Now keep in mind that there are lots of tools out there for you to use to determine where bottlenecks are and what you use will vary greatly on your platform, your technology stack, or your experience level, so let's discuss those.
Monitoring
The remaining step is system monitoring. Over time the number of users on your system is going to change. Hopefully as people realize how great your software is, it will increase. That means that your current set of goals may eventually become insufficient to cover usage and you'll need to set new goals, re-test, and possibly optimize.
So how do we monitor usage? Well there are a number of great tools out there for doing that. All your major databases will have very good resource monitoring tools, query analyzers, and optimization features available. Windows comes with Resource Monitor and Performance Monitor. Unix and Linux come with lots of tools like "top" and "iostat". Keep in mind that cloud environments like EC2 are really VMs running on a shared machine, which may have an effect on the stats you get out of some of these tools. In the end, you will have to get familiar with the tools available for your particular scenario.
There are also a lot of excellent 3rd party tools available. One of the more popular options is New Relic, which is an impressive system but also fairly expensive and may be overkill for some situations. There are other free tools out there that may suit your needs just fine. Nagios and Zabbix both come to mind.

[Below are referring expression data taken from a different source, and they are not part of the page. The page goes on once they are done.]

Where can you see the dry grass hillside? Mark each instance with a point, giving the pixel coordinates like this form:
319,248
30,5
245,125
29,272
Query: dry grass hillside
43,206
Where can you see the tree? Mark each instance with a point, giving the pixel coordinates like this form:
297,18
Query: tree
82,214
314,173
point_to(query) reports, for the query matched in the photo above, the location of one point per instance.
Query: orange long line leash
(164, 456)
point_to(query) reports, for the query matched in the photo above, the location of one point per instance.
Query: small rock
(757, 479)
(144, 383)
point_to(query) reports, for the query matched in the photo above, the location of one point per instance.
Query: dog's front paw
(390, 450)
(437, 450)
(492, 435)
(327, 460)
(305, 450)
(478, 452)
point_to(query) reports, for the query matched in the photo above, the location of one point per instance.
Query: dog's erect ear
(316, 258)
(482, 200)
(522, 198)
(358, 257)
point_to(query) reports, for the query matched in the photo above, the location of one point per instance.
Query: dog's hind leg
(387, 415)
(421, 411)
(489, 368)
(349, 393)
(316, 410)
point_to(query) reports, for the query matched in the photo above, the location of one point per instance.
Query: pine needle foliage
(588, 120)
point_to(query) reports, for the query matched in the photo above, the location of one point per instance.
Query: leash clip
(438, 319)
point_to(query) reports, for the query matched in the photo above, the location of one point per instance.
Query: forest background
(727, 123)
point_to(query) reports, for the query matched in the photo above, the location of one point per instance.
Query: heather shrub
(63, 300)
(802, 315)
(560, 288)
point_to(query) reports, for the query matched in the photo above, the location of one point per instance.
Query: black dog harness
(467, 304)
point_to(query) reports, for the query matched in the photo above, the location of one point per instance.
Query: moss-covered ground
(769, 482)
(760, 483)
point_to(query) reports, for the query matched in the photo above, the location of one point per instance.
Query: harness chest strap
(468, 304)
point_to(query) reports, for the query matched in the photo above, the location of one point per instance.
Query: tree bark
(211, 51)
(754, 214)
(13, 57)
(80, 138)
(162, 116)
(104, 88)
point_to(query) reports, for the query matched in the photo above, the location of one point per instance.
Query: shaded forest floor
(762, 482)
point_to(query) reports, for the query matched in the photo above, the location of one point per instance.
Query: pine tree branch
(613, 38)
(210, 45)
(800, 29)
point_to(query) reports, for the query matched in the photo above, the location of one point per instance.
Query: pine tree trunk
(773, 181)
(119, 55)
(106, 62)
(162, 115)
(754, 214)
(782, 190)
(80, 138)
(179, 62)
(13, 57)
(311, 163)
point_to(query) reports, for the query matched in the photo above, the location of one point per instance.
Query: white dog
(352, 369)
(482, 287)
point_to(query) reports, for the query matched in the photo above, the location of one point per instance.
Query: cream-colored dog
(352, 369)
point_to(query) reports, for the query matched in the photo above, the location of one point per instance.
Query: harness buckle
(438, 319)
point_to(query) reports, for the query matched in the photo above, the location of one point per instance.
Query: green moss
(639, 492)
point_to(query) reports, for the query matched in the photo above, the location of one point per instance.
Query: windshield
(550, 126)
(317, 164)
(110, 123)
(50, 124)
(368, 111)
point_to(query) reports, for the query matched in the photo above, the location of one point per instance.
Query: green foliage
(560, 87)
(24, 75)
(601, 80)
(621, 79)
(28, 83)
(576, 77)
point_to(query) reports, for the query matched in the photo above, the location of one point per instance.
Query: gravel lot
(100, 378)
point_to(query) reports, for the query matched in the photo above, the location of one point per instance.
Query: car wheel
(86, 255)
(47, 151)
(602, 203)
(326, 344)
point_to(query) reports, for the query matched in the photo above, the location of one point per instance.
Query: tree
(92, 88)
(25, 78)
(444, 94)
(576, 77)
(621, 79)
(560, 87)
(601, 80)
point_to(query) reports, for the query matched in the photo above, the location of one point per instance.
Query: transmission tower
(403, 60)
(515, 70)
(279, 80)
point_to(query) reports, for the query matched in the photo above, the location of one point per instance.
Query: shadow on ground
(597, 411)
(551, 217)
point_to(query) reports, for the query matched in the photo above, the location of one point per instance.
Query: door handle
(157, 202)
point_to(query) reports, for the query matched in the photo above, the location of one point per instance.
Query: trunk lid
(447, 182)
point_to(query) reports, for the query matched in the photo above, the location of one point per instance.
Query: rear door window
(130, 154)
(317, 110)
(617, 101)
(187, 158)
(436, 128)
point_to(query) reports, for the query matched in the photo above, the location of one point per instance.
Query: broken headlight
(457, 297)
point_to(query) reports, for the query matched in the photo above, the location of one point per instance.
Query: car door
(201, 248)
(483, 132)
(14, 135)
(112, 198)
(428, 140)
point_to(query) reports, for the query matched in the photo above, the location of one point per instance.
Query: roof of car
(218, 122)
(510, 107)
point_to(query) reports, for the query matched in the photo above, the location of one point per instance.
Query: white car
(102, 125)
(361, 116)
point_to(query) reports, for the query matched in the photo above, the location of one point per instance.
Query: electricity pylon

Whatever tool you choose, make sure you set it up to alert you when your software is in danger of exceeding its limitations. Does your API support 1000 requests per hour? You're going to want to know if you had a day where you got close to that mark. How quickly has it been trending up? Do you have a few months before it's likely to cross the 1000 mark or a few days? You need the data to know!
Of course you'll also want to monitor storage space, RAM, CPU usage, security, DoS, and various other metrics that are important for all software.
Wrap it up
This concludes our tour of software performance strategies. I hope you found it useful. Like I said in the beginning, it's a fair amount of work, but if you are serious about keeping your system up and running and yourself asleep at night, you do what it takes.